Wednesday, October 3, 2018

Insecure Writer's Support Group October 2018

As it happens, there is a cosmic collision in the Blogosphere today. It's Insecure Writers' Support Group Day, and the topic for today's OctPoWriMo was "Insecure." So, it's a fine day for Insecurity.
I wrote this note in response to one of the OctPoWriMo posts, and I thought it would carry over nicely.
Fine advice! As someone who has a trifecta of psychological issues (bipolar type 2, borderline personality disorder, and OCD) I have found that trying to force myself to be "sweetness and light" when I feel like anything but does more harm than good. People who tell someone experiencing depression (or a depressive episode) or anxiety to "just stop thinking that way" or "just cheer up" help no-one. 
It was only last year when I realized I needed to stop thinking of myself as broken. My baseline state is moderately depressed, and I know that's a difficult thing for someone who does not have a mood disorder to comprehend. But I have learned that those of us who tend to see the world through a glass darkly so to speak often have good insight and it might be well for the world to give us a listen rather than trying to change us into sugar and spice and all.
I realized a while back that I wasn't the "standard fare" for the Insecure Writer's Support Group (or anywhere else, for that matter) and so I created the Crazy Creatives Cheerleading Camp for people like me who aren't just a tad insecure about our writing, we have been fighting mental health issues all our lives. It never quite caught on, but the blog serves a purpose. Plus, I have taken plenty of Fukitol at this point in my life, and I really don't care about being one of the cool kids anymore.

I felt that the time might be right to try sharing my dubious wisdom with the Insecure Writers' Support Group again. I know that there are other people out there like me, feeling like you're the only one who feels the way that you do. I'm not writing this for the nice, normal people. I'm writing it for you. Because, like the Ghostbusters (only not nearly as interesting), I'm ready to believe you.
The Insecure Writer's Support Group asked the question of whether writing has ever gotten me through tough times. Well, since pretty much all the time is a tough time, I'd have to say yes. However, there is one exception to this.

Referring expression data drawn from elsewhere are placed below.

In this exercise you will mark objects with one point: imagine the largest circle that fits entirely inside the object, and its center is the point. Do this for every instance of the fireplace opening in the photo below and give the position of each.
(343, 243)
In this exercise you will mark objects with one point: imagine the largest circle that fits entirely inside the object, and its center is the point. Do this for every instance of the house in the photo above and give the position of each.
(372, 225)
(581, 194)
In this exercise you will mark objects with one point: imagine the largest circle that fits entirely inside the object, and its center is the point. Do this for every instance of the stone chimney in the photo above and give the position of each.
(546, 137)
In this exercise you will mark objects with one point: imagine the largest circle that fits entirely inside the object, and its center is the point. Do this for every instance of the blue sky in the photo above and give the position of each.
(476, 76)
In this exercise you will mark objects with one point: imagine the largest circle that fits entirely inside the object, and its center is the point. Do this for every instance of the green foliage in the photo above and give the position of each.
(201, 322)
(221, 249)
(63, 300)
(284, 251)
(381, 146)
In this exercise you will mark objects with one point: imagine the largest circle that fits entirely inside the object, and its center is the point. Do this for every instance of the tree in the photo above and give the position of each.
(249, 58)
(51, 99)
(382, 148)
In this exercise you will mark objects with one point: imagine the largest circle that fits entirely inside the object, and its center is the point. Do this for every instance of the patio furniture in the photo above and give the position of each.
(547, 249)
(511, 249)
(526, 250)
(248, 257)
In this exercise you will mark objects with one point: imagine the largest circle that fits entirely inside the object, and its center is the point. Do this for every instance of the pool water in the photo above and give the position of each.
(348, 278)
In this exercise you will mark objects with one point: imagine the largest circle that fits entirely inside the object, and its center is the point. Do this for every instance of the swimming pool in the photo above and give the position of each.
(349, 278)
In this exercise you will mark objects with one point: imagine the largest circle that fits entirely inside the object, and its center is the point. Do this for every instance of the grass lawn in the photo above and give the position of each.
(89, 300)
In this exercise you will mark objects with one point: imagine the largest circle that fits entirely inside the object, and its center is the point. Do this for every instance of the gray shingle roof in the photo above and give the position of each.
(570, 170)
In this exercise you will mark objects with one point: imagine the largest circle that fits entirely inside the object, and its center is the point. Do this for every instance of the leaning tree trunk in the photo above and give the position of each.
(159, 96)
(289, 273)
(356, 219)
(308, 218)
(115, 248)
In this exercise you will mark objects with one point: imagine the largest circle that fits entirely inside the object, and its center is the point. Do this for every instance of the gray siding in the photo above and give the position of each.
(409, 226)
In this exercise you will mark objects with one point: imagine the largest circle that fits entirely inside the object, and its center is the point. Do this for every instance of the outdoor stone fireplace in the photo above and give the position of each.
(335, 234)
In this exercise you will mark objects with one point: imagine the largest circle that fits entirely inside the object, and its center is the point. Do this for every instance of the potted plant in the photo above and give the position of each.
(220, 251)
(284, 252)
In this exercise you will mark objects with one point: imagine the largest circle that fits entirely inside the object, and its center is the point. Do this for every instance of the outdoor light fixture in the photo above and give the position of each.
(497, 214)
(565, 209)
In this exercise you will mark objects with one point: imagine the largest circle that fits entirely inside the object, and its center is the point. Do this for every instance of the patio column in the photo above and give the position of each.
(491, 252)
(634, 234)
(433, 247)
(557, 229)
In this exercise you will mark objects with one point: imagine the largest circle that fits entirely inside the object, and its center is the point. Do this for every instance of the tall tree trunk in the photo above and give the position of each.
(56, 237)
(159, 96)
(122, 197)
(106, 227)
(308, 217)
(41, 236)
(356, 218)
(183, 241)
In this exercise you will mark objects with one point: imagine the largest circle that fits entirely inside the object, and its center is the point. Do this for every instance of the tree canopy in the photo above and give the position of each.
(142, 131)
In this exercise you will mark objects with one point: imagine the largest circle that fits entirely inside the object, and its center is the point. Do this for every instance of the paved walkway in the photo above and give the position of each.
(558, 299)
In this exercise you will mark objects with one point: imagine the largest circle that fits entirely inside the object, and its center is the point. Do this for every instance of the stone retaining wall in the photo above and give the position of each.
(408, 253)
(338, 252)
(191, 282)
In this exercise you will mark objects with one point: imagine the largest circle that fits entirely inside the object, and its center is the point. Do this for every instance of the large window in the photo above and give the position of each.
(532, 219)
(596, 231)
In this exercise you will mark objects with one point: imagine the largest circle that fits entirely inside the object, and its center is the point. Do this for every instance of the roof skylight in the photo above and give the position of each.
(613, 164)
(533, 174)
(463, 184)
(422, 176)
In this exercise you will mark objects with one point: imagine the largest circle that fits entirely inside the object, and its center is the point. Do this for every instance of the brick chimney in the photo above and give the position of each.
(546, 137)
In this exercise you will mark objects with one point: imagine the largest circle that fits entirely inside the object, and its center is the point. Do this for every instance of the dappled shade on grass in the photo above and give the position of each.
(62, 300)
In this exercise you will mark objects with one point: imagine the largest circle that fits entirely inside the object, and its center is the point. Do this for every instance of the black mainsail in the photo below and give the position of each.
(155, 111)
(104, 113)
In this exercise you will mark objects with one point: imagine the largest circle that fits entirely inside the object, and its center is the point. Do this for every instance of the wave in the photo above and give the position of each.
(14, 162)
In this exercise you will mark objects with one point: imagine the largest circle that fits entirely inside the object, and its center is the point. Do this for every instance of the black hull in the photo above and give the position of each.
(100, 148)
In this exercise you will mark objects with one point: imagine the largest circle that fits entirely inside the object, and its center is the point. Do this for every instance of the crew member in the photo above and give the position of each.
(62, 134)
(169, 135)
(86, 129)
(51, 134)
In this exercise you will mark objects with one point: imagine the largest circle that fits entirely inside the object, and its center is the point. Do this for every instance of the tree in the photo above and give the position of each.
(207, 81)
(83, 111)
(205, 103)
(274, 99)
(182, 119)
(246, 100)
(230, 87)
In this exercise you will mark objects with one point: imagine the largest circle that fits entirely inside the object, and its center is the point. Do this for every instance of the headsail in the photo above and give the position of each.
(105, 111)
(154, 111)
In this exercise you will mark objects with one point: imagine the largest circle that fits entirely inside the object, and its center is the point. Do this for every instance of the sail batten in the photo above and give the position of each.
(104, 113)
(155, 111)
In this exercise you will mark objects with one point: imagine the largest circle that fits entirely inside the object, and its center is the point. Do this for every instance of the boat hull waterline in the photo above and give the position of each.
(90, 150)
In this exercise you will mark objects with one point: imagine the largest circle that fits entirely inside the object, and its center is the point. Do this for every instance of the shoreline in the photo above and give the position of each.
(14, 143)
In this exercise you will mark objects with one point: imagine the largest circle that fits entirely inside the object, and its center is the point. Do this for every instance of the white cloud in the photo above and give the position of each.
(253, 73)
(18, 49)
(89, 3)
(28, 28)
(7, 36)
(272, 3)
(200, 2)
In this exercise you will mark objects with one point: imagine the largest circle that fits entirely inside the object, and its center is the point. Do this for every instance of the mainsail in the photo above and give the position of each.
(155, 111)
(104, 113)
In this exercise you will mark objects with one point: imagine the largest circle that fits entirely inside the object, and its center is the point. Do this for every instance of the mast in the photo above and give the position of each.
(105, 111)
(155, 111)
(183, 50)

At times when I've had an experience which causes a flare-up of PTSD, I find myself unable to write very much. 
When the flood hit Boulder County in 2013, I was driving to work. There was a continuous wave of water pounding across Baseline Road, and it broadsided the driver's side of my car. I managed to keep the car on the road, or I probably wouldn't be writing this now. I got to work and I was shaking and evidently in shock. I went in and worked out in the therapy pool, which I did every night when I worked, but which I now know was a crazy idea. Then I could hear the transformer blow outside, and the power went out. I went into the locker area and showered and dressed in the dark.
After this event, I found myself having great difficulty writing. There was a voice inside me that told me I was being stupid to engage in such frippery when I had nearly died, that I should devote my life to practical concerns. It took me a long time to silence that voice.
So, yes, writing is often a coping tool, but it doesn't seem to work when my PTSD is extremely active. Go figure. 
I hope this has been helpful somehow. I know it was kind of all over the place. I'm working on multiple projects, which probably means I'm a bit hypomanic. I probably ought to buckle my seat belt, because that means a crash is in the offing. Same shit I've been dealing with since I hit puberty. I know how to handle it better now, but it doesn't make it fun.